Then. Always. Now.For P.

conversation 21

[T]hings have quieted down now, God. All five kids have been gone for years. D has been around more. I’ve missed him, although you know how I don’t like to admit that to him.

When D and I are together, I remember what it is about him that I’d always loved. He had a smile that captivated me, and eyes that made me feel like I was the only one in the room. He was jealous for me, passionate in his pursuit of me. When he got lost and struggled to find out who he was for all those years, I could hardly bear it. And, while I didn’t realize it at the time, I was shutting down a part of myself–the part that desired love but didn’t know how to show it.

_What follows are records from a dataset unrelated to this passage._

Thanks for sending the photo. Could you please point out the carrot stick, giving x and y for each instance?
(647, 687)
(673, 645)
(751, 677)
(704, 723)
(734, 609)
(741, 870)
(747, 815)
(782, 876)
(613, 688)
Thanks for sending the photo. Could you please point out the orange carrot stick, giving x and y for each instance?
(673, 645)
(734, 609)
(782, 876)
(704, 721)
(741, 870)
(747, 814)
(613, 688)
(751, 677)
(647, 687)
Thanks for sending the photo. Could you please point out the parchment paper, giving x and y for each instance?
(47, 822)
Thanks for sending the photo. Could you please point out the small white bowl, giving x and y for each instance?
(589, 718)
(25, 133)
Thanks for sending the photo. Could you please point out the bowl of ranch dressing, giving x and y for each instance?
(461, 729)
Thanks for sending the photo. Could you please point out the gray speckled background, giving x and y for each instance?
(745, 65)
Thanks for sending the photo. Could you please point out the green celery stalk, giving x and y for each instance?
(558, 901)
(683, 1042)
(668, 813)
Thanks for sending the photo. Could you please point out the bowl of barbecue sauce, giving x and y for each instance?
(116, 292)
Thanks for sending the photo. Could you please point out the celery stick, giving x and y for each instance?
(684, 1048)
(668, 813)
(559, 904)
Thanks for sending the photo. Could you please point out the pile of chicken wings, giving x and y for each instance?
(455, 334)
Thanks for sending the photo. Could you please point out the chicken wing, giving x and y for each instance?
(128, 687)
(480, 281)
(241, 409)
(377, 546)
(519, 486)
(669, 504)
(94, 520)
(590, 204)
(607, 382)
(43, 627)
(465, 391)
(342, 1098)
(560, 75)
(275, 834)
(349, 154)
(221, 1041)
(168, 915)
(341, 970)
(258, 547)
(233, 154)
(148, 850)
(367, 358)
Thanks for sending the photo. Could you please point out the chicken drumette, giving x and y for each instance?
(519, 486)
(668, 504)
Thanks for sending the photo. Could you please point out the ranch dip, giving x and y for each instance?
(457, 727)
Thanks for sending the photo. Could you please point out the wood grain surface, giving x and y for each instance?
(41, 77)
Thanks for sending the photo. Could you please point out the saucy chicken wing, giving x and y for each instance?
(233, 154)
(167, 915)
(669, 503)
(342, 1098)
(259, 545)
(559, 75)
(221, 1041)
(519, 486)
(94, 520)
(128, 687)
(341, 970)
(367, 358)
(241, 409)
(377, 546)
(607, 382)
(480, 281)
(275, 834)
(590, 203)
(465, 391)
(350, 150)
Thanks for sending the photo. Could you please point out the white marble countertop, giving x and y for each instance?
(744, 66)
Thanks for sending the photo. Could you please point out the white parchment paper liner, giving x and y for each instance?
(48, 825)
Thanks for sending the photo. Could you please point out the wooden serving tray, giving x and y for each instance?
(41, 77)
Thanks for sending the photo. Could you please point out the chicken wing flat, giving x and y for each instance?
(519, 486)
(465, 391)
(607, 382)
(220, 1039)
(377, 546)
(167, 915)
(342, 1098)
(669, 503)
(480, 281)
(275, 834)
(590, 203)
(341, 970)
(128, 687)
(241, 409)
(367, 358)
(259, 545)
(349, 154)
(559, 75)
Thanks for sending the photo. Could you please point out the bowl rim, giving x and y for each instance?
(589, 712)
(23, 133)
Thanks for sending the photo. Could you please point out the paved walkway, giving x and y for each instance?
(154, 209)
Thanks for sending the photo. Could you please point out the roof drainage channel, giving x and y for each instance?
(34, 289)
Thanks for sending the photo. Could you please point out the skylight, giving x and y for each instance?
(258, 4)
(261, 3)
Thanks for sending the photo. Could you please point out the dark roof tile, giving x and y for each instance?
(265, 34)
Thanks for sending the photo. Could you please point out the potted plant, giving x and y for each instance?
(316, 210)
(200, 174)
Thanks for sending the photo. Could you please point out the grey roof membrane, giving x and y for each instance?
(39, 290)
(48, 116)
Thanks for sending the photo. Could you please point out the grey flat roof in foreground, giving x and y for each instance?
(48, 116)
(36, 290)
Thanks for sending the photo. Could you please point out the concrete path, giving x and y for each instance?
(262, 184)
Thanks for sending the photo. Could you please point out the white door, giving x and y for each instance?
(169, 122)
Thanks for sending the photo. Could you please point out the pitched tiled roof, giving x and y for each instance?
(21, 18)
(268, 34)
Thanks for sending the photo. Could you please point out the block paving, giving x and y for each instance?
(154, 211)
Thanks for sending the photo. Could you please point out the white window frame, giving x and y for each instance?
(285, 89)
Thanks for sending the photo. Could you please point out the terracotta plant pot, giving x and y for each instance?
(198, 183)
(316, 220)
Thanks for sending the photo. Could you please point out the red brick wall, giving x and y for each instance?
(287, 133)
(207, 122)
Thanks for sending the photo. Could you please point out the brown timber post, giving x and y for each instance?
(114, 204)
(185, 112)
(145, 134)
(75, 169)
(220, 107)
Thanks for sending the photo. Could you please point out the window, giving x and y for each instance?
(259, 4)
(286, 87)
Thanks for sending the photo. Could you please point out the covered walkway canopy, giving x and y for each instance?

I wonder if I am any good at loving him. I wonder if I am good at loving, at all.

It has been hard, these years, trying not to care even though I love with an intensity that makes my heart feel, sometimes, like it will surely explode. I know I have some healing to do about my parents. My grandmother loved me and held me and always wanted me close. But a part of me aches, I think, because my parents didn’t know how to love me like I am.

What do I do with all this love inside me, God? I decided, long ago, that the best way to love is to hold it all in. Is it okay continuing like this, trying to protect my heart? I think I do it at the expense of relationships that need me. How can I be present; how can I be all in; how can I pursue?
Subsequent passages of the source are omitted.